Relation between Mass of Gauge Bosons and Range of Force in Terms of Asymptotic Calculus

Question

Assume we have an Lagrangian $\mathcal{L}$ of matter field $\psi$ including interactive part mediated by gauge bosons $A_\mu$, eg structured "similary" to usual QED Lagrangian like

$$ D_\mu \psi^{\dagger}D_\mu \psi -\frac{1}{4}F_{\mu \nu}F^{\mu \nu} -V(\psi) $$

where $F_{\mu \nu}=\partial_{\nu}A_\mu-\partial_{\mu}A_\nu$ and $ V(\psi) $ does not depend on derivative of $\psi$ .

Here there is no "mass term" $c \cdot A_{\mu}A^{\mu }$, and one often says that since these gauge bosons are massless in this theory, the " force/ interaction mediated by them is "long ranged", see eg in the the free available script "Global and Local symmetries" by Ling-Fong Li, but the're of course myriad scripts on QFT using this formulation.

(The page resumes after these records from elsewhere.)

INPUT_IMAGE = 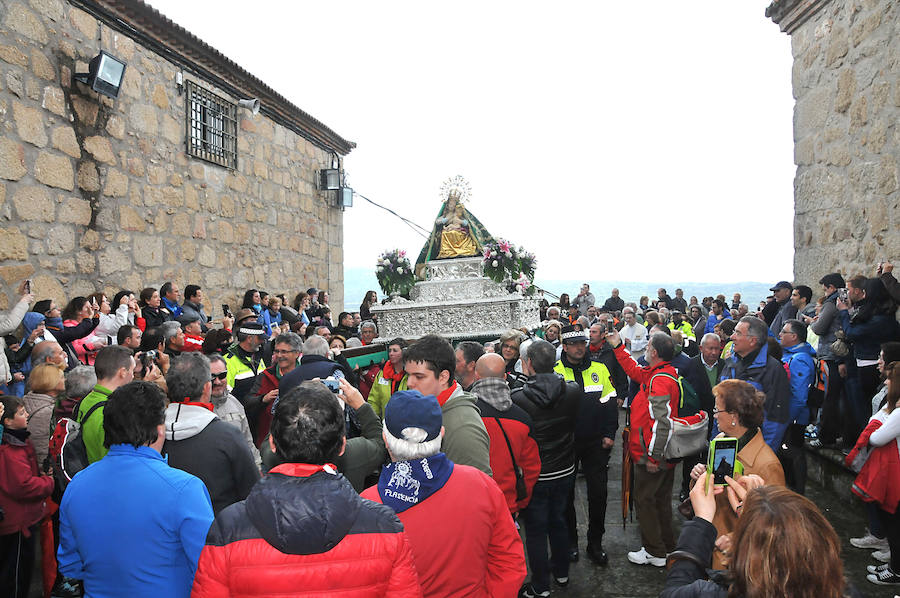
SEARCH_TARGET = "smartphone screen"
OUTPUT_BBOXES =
[710,438,737,486]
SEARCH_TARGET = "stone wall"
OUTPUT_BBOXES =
[767,0,900,284]
[0,0,343,316]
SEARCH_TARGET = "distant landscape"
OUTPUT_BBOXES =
[344,268,778,311]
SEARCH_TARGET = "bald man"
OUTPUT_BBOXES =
[471,353,541,516]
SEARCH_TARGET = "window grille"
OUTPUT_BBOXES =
[185,81,237,168]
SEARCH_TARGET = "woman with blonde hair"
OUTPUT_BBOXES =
[22,363,66,464]
[660,482,858,598]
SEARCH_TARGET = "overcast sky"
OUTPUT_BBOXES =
[150,0,795,282]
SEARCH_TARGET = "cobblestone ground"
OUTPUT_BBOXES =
[523,414,900,598]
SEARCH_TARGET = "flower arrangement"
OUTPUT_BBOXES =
[482,239,537,295]
[375,249,415,295]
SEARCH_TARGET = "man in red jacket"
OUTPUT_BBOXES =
[606,331,681,567]
[471,353,541,517]
[362,390,525,598]
[191,383,422,598]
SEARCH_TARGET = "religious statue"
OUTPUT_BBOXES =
[416,176,493,274]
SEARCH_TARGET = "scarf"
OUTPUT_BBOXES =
[437,380,456,407]
[382,361,406,394]
[378,453,453,513]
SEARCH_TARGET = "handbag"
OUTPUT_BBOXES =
[494,417,528,502]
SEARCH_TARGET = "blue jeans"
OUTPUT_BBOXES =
[522,474,575,592]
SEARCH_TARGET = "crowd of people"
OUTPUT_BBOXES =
[0,263,900,597]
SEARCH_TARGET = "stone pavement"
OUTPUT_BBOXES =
[523,412,900,598]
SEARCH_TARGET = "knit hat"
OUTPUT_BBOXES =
[384,390,444,442]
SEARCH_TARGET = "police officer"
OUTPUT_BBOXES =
[554,326,619,565]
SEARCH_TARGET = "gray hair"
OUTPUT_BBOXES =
[700,332,722,346]
[273,332,303,351]
[303,334,329,357]
[738,316,769,349]
[65,366,97,399]
[382,422,443,461]
[166,352,209,403]
[157,321,181,344]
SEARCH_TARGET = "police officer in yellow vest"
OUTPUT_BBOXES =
[224,322,266,405]
[669,309,697,342]
[554,326,625,565]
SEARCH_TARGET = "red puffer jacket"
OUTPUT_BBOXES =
[0,433,53,535]
[191,463,422,598]
[615,343,681,469]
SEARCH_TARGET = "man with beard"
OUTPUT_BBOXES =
[209,353,262,469]
[554,326,619,565]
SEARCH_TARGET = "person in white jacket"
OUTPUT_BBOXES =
[0,280,34,394]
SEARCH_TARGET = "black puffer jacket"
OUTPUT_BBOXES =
[510,372,582,481]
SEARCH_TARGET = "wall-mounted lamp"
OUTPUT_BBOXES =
[75,50,125,98]
[238,98,259,116]
[337,187,353,209]
[319,168,341,191]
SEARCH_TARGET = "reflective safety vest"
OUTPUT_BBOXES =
[669,320,697,341]
[553,360,616,403]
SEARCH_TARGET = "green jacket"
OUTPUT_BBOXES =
[366,368,409,419]
[441,390,493,475]
[75,384,112,463]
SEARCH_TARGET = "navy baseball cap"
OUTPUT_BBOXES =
[384,390,444,442]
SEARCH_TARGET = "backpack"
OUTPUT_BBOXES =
[49,401,106,492]
[647,372,709,460]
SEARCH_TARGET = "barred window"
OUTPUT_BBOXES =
[185,81,237,168]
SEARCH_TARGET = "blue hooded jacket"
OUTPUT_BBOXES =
[781,342,816,426]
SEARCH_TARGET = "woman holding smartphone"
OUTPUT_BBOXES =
[691,380,784,569]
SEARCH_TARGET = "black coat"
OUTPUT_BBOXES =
[680,355,725,417]
[510,372,582,475]
[163,418,259,513]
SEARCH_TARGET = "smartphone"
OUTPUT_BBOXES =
[706,438,737,486]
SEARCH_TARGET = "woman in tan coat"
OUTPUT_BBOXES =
[691,380,784,569]
[22,363,66,466]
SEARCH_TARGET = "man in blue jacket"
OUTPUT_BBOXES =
[778,320,816,494]
[57,382,213,598]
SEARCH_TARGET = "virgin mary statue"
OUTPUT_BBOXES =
[416,179,493,274]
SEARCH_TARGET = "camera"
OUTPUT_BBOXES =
[322,376,341,394]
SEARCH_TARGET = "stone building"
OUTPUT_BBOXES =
[0,0,354,316]
[766,0,900,284]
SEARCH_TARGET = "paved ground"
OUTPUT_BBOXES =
[524,418,900,598]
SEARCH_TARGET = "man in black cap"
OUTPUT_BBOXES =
[763,280,797,337]
[225,320,266,405]
[553,326,625,565]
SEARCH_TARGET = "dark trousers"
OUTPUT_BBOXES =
[522,474,575,592]
[878,508,900,573]
[819,361,856,445]
[566,440,612,550]
[631,463,675,557]
[778,424,806,494]
[0,525,37,598]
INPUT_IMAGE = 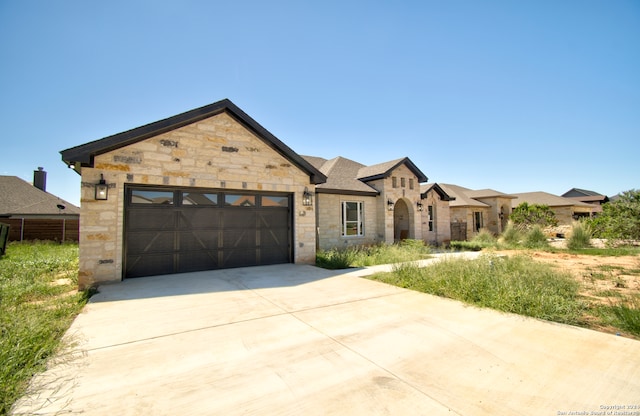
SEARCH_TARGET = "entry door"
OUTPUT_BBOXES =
[124,187,293,277]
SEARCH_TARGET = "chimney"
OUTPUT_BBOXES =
[33,167,47,192]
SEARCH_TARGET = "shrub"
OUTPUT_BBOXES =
[567,221,591,250]
[524,225,549,248]
[499,221,523,246]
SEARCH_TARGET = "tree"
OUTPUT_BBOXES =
[588,189,640,240]
[509,202,558,227]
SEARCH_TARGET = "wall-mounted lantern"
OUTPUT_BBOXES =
[96,173,109,201]
[302,186,313,207]
[387,199,395,211]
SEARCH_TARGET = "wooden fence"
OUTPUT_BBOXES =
[2,218,80,241]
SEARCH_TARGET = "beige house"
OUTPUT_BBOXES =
[61,100,324,288]
[440,184,515,241]
[511,192,602,226]
[305,156,427,249]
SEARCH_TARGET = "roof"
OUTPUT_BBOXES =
[358,157,429,183]
[0,176,80,217]
[562,188,606,198]
[303,156,378,196]
[511,191,594,208]
[60,99,327,184]
[440,183,490,208]
[420,183,456,201]
[466,188,516,199]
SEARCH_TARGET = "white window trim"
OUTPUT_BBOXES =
[340,201,364,238]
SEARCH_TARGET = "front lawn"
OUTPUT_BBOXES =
[0,242,89,415]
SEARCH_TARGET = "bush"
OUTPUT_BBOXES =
[524,225,549,248]
[567,222,591,250]
[499,220,523,246]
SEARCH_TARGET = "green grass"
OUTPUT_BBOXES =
[595,295,640,337]
[316,240,431,269]
[0,242,89,415]
[372,255,586,325]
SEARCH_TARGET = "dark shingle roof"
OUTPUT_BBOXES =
[303,156,378,195]
[60,99,326,184]
[0,176,80,216]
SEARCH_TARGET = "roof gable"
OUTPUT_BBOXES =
[60,99,327,184]
[358,157,429,183]
[511,191,593,208]
[304,156,378,195]
[0,176,80,216]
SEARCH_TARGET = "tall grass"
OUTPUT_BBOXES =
[0,243,88,415]
[316,240,431,269]
[372,255,586,325]
[567,222,591,250]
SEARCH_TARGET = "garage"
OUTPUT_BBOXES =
[123,186,292,278]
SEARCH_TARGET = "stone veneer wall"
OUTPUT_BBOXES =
[78,113,316,288]
[422,191,451,245]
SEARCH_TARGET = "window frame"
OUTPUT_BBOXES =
[340,201,365,238]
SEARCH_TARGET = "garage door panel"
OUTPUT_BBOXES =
[128,208,175,230]
[124,187,293,277]
[178,250,220,273]
[126,254,175,277]
[179,230,219,251]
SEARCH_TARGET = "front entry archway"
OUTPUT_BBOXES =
[393,199,411,242]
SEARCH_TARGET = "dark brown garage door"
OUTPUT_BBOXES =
[124,186,292,277]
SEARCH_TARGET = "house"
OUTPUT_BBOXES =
[512,192,599,226]
[60,99,328,288]
[562,188,609,213]
[0,167,80,241]
[305,156,427,249]
[420,183,455,246]
[440,184,515,241]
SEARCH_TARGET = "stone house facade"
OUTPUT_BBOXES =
[61,100,326,288]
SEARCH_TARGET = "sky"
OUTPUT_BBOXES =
[0,0,640,205]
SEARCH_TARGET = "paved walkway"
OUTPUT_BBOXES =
[15,252,640,416]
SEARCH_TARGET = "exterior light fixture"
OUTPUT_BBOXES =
[95,173,109,201]
[302,186,313,207]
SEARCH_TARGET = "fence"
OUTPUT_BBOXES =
[2,218,80,241]
[0,222,11,256]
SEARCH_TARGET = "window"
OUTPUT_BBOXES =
[473,211,484,232]
[342,202,364,237]
[427,205,433,231]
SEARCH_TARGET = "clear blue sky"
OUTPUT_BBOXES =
[0,0,640,204]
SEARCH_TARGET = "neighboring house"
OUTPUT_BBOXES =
[61,100,324,288]
[562,188,609,213]
[440,184,515,241]
[512,192,599,225]
[304,156,427,249]
[0,168,80,241]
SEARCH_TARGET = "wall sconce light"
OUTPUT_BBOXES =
[96,173,109,201]
[387,199,395,211]
[302,186,313,207]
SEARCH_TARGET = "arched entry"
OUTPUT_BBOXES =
[393,199,411,241]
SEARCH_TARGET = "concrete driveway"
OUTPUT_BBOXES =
[10,258,640,415]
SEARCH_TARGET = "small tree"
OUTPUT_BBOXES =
[588,189,640,240]
[509,202,558,228]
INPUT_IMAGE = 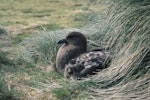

Question: Can this phrase be expressed more precisely (in terms of mathematical notions $f(x) \sim g(x)$ for asymptotics ) how the mass of gauge bosons is related to the resulting characteristic range of carried interaction/ force?

Answer 1

Of course. It's a bit complicated and model (the gauge group) dependent but ideally if the force carrying particle has mass $\mu$ then the potential it induces is:

$V(r) = \frac{-g^2}{4\pi} \frac{e^{-\mu r}}{r}$

The characteristic range than is $R \approx1/\mu$ as you can see by $e^{-r/R}$

The approach to obtain it is by evaluation of the gauge boson propagator, which is then fourier transformed.